— Конечно, — сказал Юрий. — Это ясно.
Он не сразу сообразил, о чем говорит Микулич, просто даже выпустил из памяти, что от этого бывают дети.
Перед субботой Володя купил поллитра, под шинелью пронес в общежитие и спрятал в сапог из своей выходной пары. На долю Юрия выпала закуска — бычки в томате, колбаса полтавская, кусок масла, конфеты.

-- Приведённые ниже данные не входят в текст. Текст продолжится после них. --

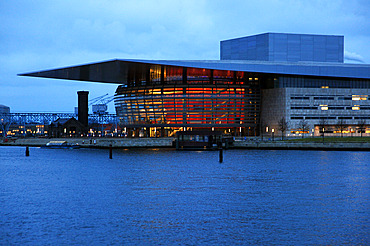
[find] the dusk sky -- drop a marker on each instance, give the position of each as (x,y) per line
(40,34)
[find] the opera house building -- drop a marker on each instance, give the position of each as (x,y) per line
(258,81)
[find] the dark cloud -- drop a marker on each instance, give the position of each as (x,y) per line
(39,35)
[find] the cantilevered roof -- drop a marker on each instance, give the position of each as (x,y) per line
(116,71)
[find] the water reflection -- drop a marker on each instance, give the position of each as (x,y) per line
(168,197)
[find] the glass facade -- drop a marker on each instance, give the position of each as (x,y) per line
(315,82)
(190,97)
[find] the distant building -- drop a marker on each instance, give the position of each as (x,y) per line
(259,80)
(64,127)
(4,109)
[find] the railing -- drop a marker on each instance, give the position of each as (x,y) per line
(47,118)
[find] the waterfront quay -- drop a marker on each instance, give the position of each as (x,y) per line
(95,142)
(252,143)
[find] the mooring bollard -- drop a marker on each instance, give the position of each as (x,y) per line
(110,151)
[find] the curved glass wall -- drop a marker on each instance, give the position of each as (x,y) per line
(202,98)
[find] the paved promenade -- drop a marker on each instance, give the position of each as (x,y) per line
(168,143)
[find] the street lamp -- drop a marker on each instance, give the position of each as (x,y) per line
(323,134)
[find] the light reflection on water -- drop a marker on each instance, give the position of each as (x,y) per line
(167,197)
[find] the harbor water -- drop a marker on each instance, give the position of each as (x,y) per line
(168,197)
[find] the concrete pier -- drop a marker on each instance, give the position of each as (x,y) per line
(169,143)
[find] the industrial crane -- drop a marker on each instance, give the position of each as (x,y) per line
(100,104)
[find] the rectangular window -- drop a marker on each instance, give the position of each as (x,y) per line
(359,97)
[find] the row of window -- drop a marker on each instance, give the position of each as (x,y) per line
(353,97)
(324,107)
(330,117)
(311,82)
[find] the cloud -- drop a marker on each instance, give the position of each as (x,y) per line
(38,35)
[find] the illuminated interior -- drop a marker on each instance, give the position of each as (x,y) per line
(190,97)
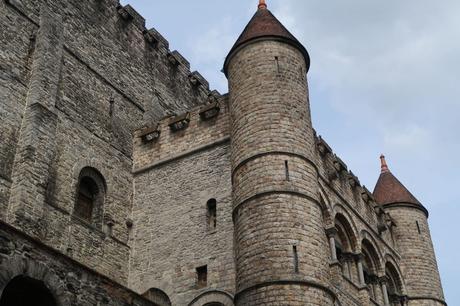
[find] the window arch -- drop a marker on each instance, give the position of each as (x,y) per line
(90,196)
(37,293)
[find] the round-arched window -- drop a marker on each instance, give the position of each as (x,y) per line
(90,196)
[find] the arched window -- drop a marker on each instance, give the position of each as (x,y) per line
(25,291)
(90,196)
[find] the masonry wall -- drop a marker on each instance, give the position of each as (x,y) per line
(175,176)
(77,78)
(69,282)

В субботу, когда вернулись с занятий из Академии, легли отдохнуть. Володя сразу уснул. Юрию не спалось. Начал читать — бросил. Лежал и думал, как все получится сегодня. Из художественной литературы он знал об этом достаточно: как возбужденный Анри срывает с Луизы одежды, и обнажается ее прелестная грудь с темными бутонами сосков… Как на балу у Цезаря Борджиа гости во главе с хозяином заставляют девушек выполнять все свои прихоти, а уж прихоти у них будь здоров!.. Интересно, сумеет Юра повторить сегодня хоть что-нибудь из этого набора?
И Юрий ежится на кровати и меняет позу.
…А еще в «Тихом Доне» сцена, когда Франю «расстелили».

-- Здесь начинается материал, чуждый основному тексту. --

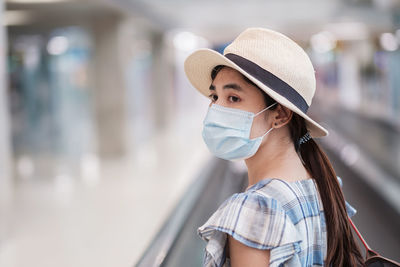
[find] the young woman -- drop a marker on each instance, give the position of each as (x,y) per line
(293,213)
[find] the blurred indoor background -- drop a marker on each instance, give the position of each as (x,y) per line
(101,157)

Но это все же насилие, а вот у Луи Селина в «Путешествии на край ночи», как там эта семейная пара… Сначала для чего-то привязали к кровати десятилетнюю дочку, избили ее, а потом сами начали… Или в «Доме Телье» у Мопассана… какие там у женщин наряды, и все выпирает… Интересно, а у этой Ани какие они? Не такие, как в одном рассказе у Горького — там она еще хвастается: смотри, торчат, как пушки…
Нет, Юрий не заснул.
А вскоре уж Володя встал, умылся и предложил хлебнуть чуток, пока никого нет, — для разгона. Они выпили немного, и Володя ушел.
Пекишев действительно дежурил сегодня вечером, он зашел что-то взять, Юрий сказал, что будут гости, недолго, Пекишев обещал, по возможности, не приходить, подмигнул и закрыл за собой дверь. Нивинского не было — наверное, ушел к кому-нибудь из приятелей-«стариков». Словом, все устраивалось как нельзя лучше, но подъема Юрий отчего-то не ощущал, даже какой-то не то чтобы страх, а просто желание — пусть этого ничего не будет, он выпьет еще немного, потанцует в клубе и спокойно ляжет спать. Зачем ему какая-то незнакомая девушка? Как кот в мешке. Вернее, кошка. Он и говорить с ней о чем — не знает, и вообще, как это: незнакомого совсем человека вдруг начать раздевать… Или она сама разденется?.. Но вспомнил, что тот же Борджиа, например, или в новеллах… у Сервантеса, кажется… тоже не с близкими знакомыми этим занимались… И ему стало легче.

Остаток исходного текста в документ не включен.